What are the characteristics/attributes of the RDD?
1) There is a list of shards that can be segmented, and like Hadoop, the data that can be sliced can be computed in parallel.
A set of shards (partition), the basic constituent unit of a dataset, for the Rdd, each shard is processed by a compute task and determines the granularity of the parallel computation. The user can specify the number of shards of the RDD when creating the RDD, and if not specified, the default value is used. The default value is the number of CPU cores that the program is assigned to. Each allocated storage is implemented by Blockmanager, and each partition is logically mapped to a block of Blockmanager, and the block is computed by a task.

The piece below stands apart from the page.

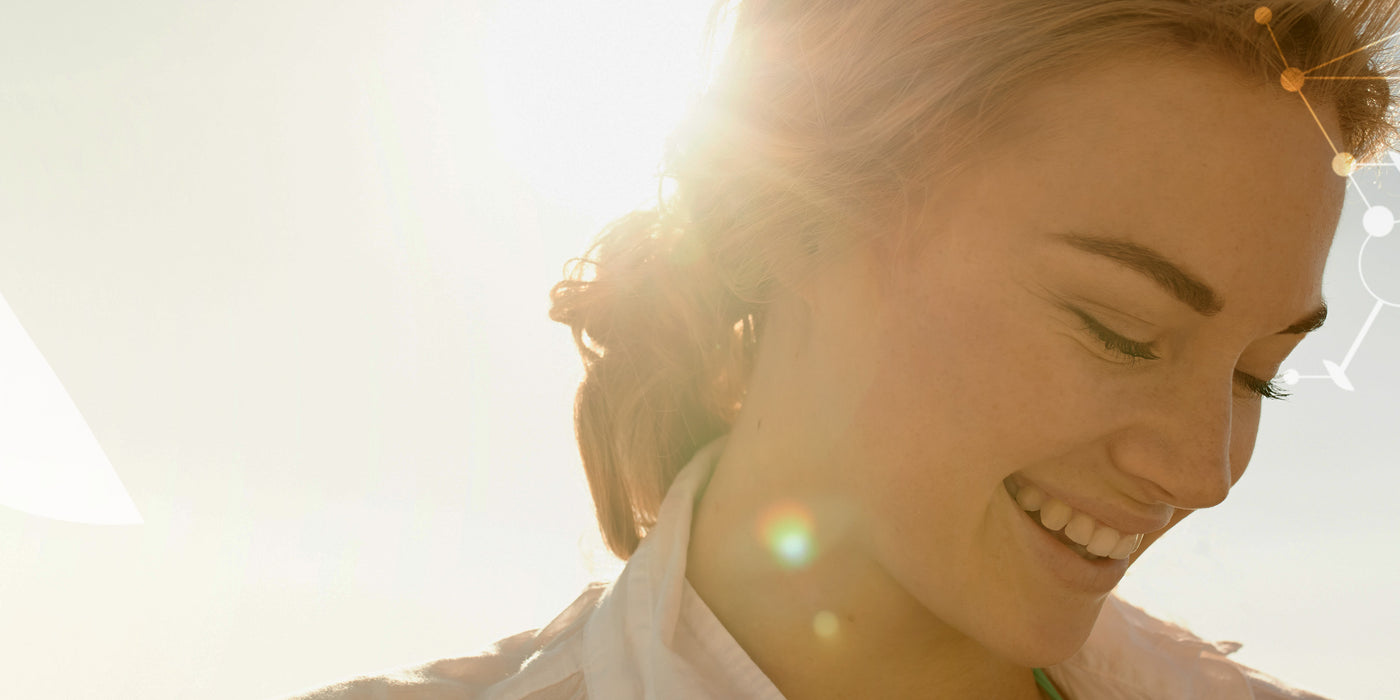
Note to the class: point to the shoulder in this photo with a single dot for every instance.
(536, 653)
(1133, 655)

2) Each shard is computed by a function, which refers to the compute function mentioned below.
The calculation of the RDD in Spark is in shards, and each RDD implements the COMPUTE function for this purpose. The compute function will compound the iterator without having to save the results of each calculation.

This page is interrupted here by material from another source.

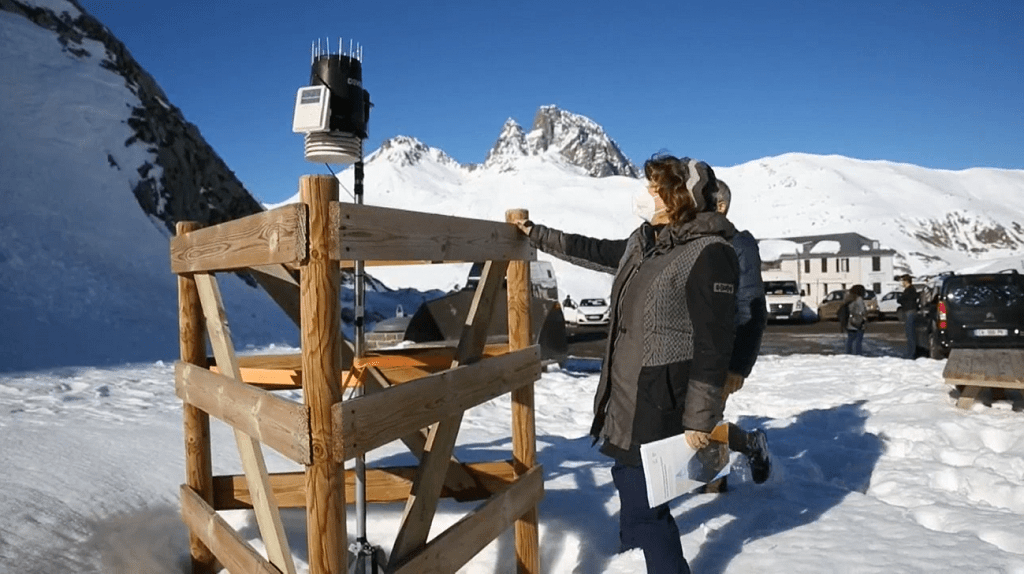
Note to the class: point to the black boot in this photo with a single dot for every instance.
(757, 453)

3) Dependency lists on other Rdd, dependencies are also specific to wide dependencies and narrow dependencies, but not all rdd are dependent.
Each conversion of the RDD generates a new RDD, so there is a pipeline-like dependency between the Rdd. In the case of partial partition data loss, spark can recalculate the lost partition data through this dependency, instead of recalculating all the partitions of the RDD.
4) Optional: The Key-value type Rdd is based on the hash partition, similar to the Paritioner interface in MapReduce, to control which of the key points to reduce.
A partitioner, which is the Shard function of the RDD. There are two types of shard functions implemented in current spark, one is hash-based Hashpartitioner and the other is a range-based rangepartitioner. Only for Key-value of the RDD, there will be partitioner, non-key-value rdd partitioner value is none. The Partitioner function not only determines the number of shards in the RDD itself, but also determines the number of shards when the parent Rdd shuffle output.
5) Optional: The priority location of each shard, such as the location of the block in HDFs, should be the preferred location for the calculation.
A list that stores access to each partition priority (preferred location). For an HDFs file, this list holds the location of the block where each partition is located. According to the concept of "mobile data is not as good as mobile computing", when the task is scheduled, spark allocates the calculation task to the storage location of the data block it is working on.
What are the characteristics/attributes of Apache Spark Rdd?